The degradation mechanism of toxic atractyloside in herbal medicines by decoction.

Atractyloside (ATR) is found in many Asteraceae plants that are commonly used as medicinal herbs in China and other eastern Asian countries. ATR binds specifically to the adenine nucleotide translocator in the inner mitochondrial membrane and competitively inhibits ADP and ATP transport. The toxicity of ATR in medical herbs can be reduced by hydrothermal processing, but the mechanisms of ATR degradation are not well understood. In this study, GC-MS coupled with SPE and TMS derivatisation was used to detect ATR levels in traditional Chinese medicinal herbs. Our results suggest that ATR molecules were disrupted by decomposition, hydrolysis and saponification after heating with water (decoction) for a long period of time. Hydrothermal processing could decompose the endogenous toxic compounds and also facilitate the detoxification of raw materials used in the Chinese medicine industry.

Atractylis gummifera L. poisoning: an ethnopharmacological review.

Atractylis gummifera L. (Asteraceae) is a thistle located in the Mediterranean regions. Despite the plant's well-known toxicity, its ingestion continues to be a common cause of poisoning. The toxicity of Atractylis gummifera resides in atractyloside and carboxyatractyloside, two diterpenoid glucosides capable of inhibiting mitochondrial oxidative phosphorylation. Both constituents interact with a mitochondrial protein, the adenine nucleotide translocator, responsible for the ATP/ADP antiport and involved in mitochondrial membrane permeabilization. Poisoned patients manifest characteristic symptoms such as nausea, vomiting, epigastric and abdominal pain, diarrhoea, anxiety, headache and convulsions, often followed by coma. No specific pharmacological treatment for Atractylis gummifera intoxication is yet available and all the current therapeutic approaches are only symptomatic. In vitro experiments showed that some compounds such as verapamil, or dithiothreitol could protect against the toxic effects of atractyloside, but only if administered before atractyloside exposure. New therapeutic approaches could come from immunotherapy research: some studies have already tried to produce polyclonal Fab fragments against the toxic components of Atractylis gummifera.

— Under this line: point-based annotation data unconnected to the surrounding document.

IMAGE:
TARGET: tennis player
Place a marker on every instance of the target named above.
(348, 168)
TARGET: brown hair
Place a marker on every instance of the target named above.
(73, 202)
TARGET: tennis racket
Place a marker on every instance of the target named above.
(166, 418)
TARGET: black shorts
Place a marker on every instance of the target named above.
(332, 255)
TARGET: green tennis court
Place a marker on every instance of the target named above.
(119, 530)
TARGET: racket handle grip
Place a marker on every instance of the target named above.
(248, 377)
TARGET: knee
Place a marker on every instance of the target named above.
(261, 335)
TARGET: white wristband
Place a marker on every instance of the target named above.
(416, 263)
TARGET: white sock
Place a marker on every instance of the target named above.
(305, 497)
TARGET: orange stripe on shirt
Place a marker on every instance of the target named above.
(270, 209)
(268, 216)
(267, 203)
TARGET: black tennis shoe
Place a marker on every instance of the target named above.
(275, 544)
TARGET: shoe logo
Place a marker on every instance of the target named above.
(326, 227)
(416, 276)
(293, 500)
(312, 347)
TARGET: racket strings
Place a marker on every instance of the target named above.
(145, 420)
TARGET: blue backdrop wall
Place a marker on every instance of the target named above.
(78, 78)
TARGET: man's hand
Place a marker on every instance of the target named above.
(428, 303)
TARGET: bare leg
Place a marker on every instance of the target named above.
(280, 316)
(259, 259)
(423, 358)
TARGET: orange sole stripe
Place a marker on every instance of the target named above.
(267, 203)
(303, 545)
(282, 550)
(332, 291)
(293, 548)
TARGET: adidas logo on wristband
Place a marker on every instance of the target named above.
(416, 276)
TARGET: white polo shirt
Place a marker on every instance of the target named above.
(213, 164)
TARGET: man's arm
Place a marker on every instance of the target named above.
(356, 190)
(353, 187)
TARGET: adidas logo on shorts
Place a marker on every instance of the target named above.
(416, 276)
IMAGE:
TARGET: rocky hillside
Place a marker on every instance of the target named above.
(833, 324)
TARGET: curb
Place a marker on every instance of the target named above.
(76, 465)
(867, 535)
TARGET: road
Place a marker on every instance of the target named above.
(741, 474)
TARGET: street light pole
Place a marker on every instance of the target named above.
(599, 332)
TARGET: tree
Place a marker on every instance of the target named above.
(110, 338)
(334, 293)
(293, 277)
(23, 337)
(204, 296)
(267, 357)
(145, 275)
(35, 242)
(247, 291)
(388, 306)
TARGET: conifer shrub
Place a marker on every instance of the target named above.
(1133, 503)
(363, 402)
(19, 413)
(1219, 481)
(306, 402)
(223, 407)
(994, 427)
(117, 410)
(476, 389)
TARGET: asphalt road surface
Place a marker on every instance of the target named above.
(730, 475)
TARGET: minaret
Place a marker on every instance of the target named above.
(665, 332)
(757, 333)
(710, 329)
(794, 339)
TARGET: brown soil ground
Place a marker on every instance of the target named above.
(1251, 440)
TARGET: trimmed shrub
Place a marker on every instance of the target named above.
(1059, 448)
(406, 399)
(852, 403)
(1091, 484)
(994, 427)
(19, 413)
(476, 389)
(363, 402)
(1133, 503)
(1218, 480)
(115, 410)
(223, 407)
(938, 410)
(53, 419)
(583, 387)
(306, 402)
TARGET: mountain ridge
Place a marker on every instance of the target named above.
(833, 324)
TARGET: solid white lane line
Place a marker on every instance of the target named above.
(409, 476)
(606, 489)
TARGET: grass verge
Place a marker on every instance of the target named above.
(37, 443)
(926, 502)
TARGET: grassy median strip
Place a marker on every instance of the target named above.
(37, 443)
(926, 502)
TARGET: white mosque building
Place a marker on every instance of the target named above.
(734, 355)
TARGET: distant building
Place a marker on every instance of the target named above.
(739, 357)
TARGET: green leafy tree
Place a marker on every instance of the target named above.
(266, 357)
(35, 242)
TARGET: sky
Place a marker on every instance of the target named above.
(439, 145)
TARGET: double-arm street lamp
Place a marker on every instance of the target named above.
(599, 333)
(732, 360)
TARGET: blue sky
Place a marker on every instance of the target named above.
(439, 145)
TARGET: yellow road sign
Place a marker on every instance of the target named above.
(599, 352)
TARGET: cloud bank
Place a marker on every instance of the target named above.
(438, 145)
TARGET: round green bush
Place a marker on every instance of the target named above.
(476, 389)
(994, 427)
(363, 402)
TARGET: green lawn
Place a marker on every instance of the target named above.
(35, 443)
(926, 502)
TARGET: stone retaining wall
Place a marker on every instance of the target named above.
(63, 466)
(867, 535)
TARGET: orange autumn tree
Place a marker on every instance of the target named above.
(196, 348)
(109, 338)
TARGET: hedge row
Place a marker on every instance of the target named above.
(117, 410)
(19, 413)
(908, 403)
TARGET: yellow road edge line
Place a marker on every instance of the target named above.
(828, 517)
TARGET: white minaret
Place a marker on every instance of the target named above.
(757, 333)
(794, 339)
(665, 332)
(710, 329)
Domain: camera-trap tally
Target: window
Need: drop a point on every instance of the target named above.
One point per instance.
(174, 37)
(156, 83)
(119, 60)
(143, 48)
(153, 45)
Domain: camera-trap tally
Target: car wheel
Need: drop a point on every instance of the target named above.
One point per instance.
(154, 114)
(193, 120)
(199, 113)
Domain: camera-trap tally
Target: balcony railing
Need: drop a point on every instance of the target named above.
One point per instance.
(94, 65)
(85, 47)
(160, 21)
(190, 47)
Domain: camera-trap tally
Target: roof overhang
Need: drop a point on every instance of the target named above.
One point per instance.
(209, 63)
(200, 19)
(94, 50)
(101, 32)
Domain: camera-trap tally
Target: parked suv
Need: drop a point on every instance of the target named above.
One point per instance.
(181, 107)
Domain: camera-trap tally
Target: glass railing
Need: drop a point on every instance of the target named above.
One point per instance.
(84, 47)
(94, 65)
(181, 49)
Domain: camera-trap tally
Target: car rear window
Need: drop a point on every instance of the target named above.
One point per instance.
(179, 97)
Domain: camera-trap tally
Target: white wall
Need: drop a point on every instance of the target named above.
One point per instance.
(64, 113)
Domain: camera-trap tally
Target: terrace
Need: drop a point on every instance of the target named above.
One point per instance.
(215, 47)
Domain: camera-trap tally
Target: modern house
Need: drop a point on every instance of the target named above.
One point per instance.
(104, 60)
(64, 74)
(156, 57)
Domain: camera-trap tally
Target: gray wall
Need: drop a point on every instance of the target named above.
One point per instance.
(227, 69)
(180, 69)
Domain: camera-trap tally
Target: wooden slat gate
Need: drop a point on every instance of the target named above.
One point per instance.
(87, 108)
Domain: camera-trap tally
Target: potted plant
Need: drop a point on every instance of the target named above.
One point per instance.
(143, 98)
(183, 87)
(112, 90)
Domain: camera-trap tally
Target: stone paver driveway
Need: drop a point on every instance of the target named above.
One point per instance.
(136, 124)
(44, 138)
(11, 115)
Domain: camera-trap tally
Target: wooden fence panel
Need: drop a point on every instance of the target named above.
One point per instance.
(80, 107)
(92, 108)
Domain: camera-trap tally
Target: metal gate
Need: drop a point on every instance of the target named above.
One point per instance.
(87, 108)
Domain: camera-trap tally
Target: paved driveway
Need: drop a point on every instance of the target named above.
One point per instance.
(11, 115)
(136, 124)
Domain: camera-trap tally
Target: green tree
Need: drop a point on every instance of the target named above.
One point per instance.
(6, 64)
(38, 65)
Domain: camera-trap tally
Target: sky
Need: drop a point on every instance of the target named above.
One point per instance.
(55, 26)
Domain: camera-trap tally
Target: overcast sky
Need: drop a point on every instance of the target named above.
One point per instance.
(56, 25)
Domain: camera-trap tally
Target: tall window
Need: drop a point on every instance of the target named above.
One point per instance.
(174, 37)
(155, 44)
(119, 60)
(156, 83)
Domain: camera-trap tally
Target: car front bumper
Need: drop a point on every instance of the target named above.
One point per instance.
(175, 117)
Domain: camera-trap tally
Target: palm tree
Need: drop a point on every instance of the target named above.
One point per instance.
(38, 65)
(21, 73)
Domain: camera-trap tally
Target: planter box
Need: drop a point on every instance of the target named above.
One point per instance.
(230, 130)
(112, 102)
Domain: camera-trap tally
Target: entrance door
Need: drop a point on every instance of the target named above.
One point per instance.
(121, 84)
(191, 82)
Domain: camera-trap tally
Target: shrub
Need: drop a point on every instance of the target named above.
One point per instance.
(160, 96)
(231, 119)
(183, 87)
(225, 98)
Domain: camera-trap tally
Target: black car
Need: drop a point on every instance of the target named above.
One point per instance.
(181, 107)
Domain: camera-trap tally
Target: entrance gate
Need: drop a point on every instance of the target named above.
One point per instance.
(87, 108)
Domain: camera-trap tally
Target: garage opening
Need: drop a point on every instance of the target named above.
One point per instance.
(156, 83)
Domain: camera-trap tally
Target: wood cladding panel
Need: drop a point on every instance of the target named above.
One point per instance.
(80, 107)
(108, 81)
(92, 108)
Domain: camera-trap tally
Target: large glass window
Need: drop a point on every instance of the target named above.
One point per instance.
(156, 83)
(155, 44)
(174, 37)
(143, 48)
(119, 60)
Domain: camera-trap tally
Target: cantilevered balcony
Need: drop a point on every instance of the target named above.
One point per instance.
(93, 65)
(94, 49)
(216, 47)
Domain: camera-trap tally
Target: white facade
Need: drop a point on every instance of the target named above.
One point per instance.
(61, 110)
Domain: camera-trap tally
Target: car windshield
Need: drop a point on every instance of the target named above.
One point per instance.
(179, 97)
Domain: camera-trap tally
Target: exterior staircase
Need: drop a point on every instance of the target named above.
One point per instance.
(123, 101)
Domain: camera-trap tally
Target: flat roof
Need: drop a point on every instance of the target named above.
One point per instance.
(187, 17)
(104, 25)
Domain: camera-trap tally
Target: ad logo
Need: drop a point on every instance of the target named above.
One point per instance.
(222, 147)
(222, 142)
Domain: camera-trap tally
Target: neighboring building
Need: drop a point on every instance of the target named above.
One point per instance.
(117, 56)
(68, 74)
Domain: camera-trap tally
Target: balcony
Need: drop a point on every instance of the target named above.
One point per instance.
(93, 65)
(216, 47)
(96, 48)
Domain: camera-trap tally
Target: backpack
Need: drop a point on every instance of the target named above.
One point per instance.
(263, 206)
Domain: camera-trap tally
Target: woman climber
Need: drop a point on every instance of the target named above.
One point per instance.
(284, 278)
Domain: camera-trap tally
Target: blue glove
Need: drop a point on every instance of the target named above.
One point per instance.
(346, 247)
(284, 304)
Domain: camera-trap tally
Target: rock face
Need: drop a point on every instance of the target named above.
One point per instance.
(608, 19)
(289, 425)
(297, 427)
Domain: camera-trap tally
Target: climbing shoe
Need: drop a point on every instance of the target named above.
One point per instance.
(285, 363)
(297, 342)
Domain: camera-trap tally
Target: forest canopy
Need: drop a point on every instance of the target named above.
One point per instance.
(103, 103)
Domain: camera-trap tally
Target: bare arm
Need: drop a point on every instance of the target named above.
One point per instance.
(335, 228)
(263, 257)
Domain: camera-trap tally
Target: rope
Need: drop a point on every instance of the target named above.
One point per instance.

The biochemistry and toxicity of atractyloside: a review.

Atractyloside poisoning is an infrequent but often fatal form of herbal poisoning, which occurs worldwide but especially in Africa and the Mediterranean regions. The primary mechanism of atractyloside poisoning is known to be inhibition of the mitochondrial ADP transporter. Poisoning in humans may present with either acute hepatic or renal pathology and it is possible that there is a second, different mechanism of toxicity to the hepatocyte. Atractyloside in large amounts gives rise to massive necrosis, but in vitro studies have shown that at lower doses cells progress to apoptosis. Simple methods for the detection of atractyloside poisoning are at present restricted to thin-layer chromatography in urine and are useful only in the case of severe poisoning. Immunoassays, high-performance liquid chromatography, nuclear magnetic resonance, and a recently developed high-performance liquid chromatography/mass spectrometry method have yet to be applied to clinical diagnoses. There is at present no treatment, but a fuller understanding of the mechanisms of toxicity may lead to the application of a number of compounds that are effective in vitro.